We breakfasted at eight, lunched at twelve, dined at three, and took our tea at half-past seven. We had abundance of amusements, and dinner was not the least among them: firstly, for its own sake; secondly, because of its extraordinary length: its duration, inclusive of all the long pauses between the courses, being seldom less than two hours and a half; which was a subject of never-failing entertainment. By way of beguiling the tediousness of these banquets, a select association was formed at the lower end of the table, below the mast, to whose distinguished president modesty forbids me to make any further allusion, which, being a very hilarious and jovial institution, was (prejudice apart) in high favour with the rest of the community, and particularly with a black steward, who lived for three weeks in a broad grin at the marvellous humour of these incorporated worthies.

Then, we had chess for those who played it, whist, cribbage, books, backgammon, and shovelboard.
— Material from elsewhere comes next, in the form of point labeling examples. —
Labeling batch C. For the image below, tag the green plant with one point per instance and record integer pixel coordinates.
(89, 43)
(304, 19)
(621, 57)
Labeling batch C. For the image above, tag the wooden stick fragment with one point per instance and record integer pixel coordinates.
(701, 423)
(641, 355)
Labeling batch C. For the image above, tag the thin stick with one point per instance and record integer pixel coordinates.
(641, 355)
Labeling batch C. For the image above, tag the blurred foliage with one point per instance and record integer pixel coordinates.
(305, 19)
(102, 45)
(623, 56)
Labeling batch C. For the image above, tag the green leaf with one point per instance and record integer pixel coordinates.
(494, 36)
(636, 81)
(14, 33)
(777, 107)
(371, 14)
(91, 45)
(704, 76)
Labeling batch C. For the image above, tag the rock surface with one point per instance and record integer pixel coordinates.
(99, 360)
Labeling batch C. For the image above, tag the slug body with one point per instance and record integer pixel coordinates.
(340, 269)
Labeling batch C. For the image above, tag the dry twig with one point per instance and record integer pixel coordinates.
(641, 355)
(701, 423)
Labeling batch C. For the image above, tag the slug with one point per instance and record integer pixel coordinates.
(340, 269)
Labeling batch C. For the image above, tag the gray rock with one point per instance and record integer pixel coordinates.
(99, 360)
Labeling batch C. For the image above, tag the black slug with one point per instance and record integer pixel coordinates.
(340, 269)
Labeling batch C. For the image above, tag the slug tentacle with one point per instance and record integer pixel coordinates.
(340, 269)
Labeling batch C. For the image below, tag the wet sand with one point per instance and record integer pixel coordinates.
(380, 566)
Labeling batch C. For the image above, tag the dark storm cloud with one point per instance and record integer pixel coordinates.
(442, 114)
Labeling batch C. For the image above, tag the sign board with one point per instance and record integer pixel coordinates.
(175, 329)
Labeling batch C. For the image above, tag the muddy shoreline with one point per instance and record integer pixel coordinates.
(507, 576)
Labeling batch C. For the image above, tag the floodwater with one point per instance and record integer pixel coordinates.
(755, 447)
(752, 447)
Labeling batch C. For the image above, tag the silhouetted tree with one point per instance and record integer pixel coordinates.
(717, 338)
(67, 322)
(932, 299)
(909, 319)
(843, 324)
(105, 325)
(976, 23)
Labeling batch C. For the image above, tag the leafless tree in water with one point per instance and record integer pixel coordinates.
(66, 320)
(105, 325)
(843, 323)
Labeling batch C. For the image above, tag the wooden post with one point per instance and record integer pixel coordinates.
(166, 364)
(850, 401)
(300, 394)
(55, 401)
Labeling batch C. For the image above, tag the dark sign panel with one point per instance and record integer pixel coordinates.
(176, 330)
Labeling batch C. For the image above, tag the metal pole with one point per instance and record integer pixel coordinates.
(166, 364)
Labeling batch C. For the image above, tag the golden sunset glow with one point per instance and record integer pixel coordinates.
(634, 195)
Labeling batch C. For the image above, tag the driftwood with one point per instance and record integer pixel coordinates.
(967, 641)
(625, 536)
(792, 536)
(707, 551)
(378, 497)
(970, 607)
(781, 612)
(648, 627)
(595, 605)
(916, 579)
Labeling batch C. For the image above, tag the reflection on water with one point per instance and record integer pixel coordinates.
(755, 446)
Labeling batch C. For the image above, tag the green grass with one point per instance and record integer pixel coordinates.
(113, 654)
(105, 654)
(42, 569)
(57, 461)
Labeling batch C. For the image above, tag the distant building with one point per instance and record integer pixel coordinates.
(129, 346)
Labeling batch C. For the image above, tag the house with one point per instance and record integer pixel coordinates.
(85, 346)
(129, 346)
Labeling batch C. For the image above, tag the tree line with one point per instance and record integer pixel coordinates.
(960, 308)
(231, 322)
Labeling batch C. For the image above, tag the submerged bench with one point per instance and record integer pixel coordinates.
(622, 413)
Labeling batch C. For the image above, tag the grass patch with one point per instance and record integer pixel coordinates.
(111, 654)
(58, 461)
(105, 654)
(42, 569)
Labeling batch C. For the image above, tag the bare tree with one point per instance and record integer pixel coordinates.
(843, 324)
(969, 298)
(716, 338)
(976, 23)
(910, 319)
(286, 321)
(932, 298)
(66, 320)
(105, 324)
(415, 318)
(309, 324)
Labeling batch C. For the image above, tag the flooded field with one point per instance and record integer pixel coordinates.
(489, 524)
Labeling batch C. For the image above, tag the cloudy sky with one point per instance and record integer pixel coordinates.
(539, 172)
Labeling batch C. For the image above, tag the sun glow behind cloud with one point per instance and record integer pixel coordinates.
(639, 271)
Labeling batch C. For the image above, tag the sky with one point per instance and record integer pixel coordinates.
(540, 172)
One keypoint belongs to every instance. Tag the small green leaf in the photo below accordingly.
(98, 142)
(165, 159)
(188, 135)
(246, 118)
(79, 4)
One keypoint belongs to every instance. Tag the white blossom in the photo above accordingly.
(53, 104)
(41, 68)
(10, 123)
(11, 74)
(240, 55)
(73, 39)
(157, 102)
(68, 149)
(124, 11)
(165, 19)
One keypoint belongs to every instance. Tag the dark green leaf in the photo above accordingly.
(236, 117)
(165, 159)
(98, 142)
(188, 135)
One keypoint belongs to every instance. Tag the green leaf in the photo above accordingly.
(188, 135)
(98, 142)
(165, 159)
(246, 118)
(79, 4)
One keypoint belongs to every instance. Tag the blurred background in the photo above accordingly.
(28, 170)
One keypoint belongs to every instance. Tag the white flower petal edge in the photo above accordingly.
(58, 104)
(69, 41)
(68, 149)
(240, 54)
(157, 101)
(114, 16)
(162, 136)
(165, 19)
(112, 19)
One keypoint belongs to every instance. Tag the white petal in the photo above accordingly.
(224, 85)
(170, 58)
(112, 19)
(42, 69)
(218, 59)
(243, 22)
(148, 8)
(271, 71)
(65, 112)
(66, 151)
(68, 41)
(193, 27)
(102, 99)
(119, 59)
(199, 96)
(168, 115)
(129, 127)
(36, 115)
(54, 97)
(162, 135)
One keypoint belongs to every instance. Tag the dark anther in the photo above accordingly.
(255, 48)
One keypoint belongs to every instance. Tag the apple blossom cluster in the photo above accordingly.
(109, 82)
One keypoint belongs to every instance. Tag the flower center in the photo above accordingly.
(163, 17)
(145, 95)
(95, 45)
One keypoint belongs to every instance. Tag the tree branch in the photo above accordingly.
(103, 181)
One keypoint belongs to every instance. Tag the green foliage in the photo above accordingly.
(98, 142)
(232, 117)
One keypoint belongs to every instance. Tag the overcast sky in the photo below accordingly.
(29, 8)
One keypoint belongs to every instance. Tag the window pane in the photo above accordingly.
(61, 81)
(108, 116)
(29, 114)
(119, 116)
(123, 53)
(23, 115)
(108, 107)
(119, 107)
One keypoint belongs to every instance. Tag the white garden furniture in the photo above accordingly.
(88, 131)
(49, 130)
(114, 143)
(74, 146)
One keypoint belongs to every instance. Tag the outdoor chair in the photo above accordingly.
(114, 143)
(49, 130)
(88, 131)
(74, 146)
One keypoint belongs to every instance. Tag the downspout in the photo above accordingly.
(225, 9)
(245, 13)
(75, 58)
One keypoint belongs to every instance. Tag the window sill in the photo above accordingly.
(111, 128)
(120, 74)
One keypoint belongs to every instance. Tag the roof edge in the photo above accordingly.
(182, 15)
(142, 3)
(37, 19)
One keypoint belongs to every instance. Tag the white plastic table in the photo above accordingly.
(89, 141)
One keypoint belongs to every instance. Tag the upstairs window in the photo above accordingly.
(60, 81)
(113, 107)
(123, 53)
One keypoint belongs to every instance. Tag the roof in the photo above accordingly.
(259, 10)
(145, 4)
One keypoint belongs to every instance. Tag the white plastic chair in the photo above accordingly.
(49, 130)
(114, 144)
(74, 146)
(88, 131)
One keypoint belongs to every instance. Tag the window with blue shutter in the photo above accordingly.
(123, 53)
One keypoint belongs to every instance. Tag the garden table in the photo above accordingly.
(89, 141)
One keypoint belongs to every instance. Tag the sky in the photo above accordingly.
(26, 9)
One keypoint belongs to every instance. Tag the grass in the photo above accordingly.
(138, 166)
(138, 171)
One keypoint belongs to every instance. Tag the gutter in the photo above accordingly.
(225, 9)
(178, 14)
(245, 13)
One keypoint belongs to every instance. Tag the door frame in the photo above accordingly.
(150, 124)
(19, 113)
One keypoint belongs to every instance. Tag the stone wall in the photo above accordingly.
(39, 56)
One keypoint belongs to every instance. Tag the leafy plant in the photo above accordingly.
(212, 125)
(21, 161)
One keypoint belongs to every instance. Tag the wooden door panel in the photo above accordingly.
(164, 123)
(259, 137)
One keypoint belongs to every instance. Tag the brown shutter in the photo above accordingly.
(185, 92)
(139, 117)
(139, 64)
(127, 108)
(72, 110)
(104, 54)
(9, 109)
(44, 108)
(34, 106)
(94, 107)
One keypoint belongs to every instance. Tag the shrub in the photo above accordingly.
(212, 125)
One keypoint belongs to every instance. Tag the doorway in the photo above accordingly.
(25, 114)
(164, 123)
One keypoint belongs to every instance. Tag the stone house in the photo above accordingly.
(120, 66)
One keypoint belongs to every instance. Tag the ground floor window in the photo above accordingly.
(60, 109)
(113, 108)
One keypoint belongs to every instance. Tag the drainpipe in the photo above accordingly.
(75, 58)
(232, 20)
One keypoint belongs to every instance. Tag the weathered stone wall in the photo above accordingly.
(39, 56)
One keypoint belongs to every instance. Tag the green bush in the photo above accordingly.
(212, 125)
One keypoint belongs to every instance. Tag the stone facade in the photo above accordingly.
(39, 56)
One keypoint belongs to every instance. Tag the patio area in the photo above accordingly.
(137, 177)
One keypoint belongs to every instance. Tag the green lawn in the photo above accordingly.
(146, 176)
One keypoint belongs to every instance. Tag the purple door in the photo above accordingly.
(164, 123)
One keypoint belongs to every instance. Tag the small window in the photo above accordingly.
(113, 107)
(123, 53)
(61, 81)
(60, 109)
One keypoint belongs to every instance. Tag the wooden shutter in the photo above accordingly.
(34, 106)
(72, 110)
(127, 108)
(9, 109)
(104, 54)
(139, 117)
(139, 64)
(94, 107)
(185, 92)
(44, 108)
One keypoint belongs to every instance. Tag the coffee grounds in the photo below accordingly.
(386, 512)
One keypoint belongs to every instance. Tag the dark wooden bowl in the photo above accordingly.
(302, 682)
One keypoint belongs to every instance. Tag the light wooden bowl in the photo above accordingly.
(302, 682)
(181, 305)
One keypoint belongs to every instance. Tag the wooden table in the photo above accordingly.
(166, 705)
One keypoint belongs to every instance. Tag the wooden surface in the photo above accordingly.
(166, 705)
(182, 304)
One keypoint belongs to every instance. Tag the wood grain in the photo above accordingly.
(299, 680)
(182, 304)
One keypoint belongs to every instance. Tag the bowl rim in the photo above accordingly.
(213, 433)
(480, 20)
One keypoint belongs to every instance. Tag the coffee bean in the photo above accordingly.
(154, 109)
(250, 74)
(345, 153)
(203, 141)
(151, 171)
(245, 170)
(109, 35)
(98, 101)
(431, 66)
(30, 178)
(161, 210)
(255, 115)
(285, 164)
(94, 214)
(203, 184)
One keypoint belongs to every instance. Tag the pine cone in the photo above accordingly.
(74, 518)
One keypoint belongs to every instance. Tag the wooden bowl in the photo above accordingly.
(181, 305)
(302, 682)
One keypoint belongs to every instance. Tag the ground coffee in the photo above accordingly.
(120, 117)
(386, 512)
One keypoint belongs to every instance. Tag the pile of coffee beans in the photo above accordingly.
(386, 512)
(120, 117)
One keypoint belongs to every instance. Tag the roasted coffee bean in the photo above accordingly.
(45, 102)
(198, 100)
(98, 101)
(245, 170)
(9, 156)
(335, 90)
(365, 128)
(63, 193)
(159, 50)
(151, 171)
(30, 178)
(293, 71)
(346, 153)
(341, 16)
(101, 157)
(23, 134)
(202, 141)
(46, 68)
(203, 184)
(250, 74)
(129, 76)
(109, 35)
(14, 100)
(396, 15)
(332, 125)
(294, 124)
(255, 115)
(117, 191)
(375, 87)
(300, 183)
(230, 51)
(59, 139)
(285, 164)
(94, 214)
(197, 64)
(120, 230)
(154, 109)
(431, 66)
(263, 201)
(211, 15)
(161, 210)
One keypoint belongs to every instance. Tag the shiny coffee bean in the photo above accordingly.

In all weathers, fair or foul, calm or windy, we were every one on deck, walking up and down in pairs, lying in the boats, leaning over the side, or chatting in a lazy group together. We had no lack of music, for one played the accordion, another the violin, and another (who usually began at six o’clock A.M.) the key-bugle: the combined effect of which instruments, when they all played different tunes in differents parts of the ship, at the same time, and within hearing of each other, as they sometimes did (everybody being intensely satisfied with his own performance), was sublimely hideous.

When all these means of entertainment failed, a sail would heave in sight: looming, perhaps, the very spirit of a ship, in the misty distance, or passing us so close that through our glasses we could see the people on her decks, and easily make out her name, and whither she was bound. For hours together we could watch the dolphins and porpoises as they rolled and leaped and dived around the vessel; or those small creatures ever on the wing, the Mother Carey’s chickens, which had borne us company from New York bay, and for a whole fortnight fluttered about the vessel’s stern. For some days we had a dead calm, or very light winds, during which the crew amused themselves with fishing, and hooked an unlucky dolphin, who expired, in all his rainbow colours, on the deck: an event of such importance in our barren calendar, that afterwards we dated from the dolphin, and made the day on which he died, an era.

Besides all this, when we were five or six days out, there began to be much talk of icebergs, of which wandering islands an unusual number had been seen by the vessels that had come into New York a day or two before we left that port, and of whose dangerous neighbourhood we were warned by the sudden coldness of the weather, and the sinking of the mercury in the barometer. While these tokens lasted, a double look-out was kept, and many dismal tales were whispered after dark, of ships that had struck upon the ice and gone down in the night; but the wind obliging us to hold a southward course, we saw none of them, and the weather soon grew bright and warm again.